For distributed, content-addressed storarge, there is suppport for [Web3](https://en.wikipedia.org/wiki/Web3) storage through [ipfsspec](https://github.com/fsspec/ipfsspec) and [ipldstore](https://github.com/d70-t/ipldstore).

### Zarr storage adapters

Finally, stores can be created that are act as adaptors, i.e. transformations on data, before it provides the expected storage interfaces.

This can be used, for example, to [consolidate store contents](https://github.com/thewtex/shardedstore) so there are not too many small files or a single extremely large file.

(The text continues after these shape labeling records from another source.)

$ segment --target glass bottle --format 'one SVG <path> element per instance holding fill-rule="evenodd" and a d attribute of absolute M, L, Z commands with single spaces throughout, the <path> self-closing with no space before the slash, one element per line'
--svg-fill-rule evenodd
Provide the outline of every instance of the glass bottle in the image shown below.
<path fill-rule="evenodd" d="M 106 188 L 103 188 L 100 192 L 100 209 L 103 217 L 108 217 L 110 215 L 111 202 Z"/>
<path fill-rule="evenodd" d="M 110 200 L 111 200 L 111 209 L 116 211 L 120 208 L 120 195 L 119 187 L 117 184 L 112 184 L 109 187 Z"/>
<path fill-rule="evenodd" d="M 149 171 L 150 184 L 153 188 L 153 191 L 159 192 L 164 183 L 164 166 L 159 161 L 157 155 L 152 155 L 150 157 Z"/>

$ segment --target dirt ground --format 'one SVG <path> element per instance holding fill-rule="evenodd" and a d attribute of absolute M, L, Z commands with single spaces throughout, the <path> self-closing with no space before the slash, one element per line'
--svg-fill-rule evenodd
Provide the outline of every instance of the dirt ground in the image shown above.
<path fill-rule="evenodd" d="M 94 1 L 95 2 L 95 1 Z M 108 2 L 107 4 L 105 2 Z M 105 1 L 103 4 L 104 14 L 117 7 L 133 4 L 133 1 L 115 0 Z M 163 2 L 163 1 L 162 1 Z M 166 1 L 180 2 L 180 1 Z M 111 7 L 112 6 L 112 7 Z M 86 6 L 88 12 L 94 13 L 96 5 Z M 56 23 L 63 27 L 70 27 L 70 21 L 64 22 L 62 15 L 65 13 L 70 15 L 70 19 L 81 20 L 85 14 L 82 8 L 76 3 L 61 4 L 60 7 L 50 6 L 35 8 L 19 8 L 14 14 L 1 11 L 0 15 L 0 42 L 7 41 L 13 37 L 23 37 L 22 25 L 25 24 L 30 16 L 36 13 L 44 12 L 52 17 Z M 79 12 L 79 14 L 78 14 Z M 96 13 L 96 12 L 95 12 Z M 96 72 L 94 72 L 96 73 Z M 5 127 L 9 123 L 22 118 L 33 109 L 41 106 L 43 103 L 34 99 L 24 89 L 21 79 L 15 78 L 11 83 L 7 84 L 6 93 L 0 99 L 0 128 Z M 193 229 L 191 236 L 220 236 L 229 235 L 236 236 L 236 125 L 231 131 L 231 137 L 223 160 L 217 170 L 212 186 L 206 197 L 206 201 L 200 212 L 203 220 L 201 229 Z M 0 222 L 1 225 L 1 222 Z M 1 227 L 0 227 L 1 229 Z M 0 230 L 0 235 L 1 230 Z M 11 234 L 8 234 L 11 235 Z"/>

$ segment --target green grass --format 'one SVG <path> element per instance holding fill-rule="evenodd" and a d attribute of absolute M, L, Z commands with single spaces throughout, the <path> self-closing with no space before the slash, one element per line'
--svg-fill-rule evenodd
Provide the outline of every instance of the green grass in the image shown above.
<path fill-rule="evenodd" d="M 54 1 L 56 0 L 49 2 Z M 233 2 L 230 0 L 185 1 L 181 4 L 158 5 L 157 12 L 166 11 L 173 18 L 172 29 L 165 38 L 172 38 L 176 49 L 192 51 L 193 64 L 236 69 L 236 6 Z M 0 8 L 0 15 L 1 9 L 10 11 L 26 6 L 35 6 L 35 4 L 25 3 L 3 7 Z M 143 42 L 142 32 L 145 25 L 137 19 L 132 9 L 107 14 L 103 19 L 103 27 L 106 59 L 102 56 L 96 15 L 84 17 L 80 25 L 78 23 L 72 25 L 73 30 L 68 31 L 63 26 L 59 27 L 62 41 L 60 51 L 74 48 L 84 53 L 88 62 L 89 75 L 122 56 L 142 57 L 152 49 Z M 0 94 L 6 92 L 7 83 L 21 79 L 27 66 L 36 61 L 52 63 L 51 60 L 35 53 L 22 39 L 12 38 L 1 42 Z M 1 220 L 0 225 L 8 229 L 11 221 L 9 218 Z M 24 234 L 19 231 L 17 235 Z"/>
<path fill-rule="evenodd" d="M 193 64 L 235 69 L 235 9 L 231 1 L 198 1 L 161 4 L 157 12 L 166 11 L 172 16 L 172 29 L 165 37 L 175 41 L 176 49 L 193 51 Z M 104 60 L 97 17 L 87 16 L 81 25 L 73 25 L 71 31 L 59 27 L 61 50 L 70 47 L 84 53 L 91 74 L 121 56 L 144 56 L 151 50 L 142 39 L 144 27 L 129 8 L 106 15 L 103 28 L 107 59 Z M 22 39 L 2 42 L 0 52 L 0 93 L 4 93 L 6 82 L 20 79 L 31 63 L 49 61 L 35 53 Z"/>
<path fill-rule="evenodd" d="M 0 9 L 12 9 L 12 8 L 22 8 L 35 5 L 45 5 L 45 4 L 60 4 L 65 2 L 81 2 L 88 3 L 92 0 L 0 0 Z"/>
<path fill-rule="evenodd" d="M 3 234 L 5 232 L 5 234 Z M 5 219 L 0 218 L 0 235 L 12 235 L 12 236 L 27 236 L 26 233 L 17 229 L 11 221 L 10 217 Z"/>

Or, views [[1]](https://github.com/fsspec/kerchunk) [[2]](https://github.com/d70-t/preffs) can be provided into existing datasets so they provide both the Zarr storage interfaces and the expected Zarr keys and values.

The example below views our tiff file directly as an OME-Zarr store without data conversions or copies.

In [15]:
import tifffile

store = tifffile.imread(file_name, aszarr=True, multiscales=True)
root = zarr.open_group(store)
print(root.info)

## Exercises

### Exercise 1: Key counts

Could the keys generated by our original multiscales zarr serialization. Why might a large number of keys cause a problems when stored as a directory store? 

In [36]:
# Solution: https://github.com/InsightSoftwareConsortium/GetYourBrainTogether/blob/main/HCK02_2023_Allen_Institute_Hybrid/Tutorials/WorkingWithOMEZarrNGFF/OME-Zarr_Storage_Backends_Exercise_1_Solution.py
# %load OME-Zarr_Storage_Backends_Exercise_1_Solution.py

### Exercise 2: Chunk directory count

Multidimensional arrays, the multidimenional image pixel data, can be stored in chunks that are identified by a `.` separating a dimension in different directories. Count the number of files in each case. Which approach limits the number of files in a directory, which results in more efficient access?

In [22]:
file_separator_store = DirectoryStore('file_separated.zarr', dimension_separator='.')
multiscales.to_zarr(file_separator_store)

directory_separator_store = DirectoryStore('directory_separated.zarr', dimension_separator='/')
multiscales.to_zarr(directory_separator_store)

In [39]:
# Solution: https://github.com/InsightSoftwareConsortium/GetYourBrainTogether/blob/main/HCK02_2023_Allen_Institute_Hybrid/Tutorials/WorkingWithOMEZarrNGFF/OME-Zarr_Storage_Backends_Exercise_2_Solution.py
# %load OME-Zarr_Storage_Backends_Exercise_2_Solution.py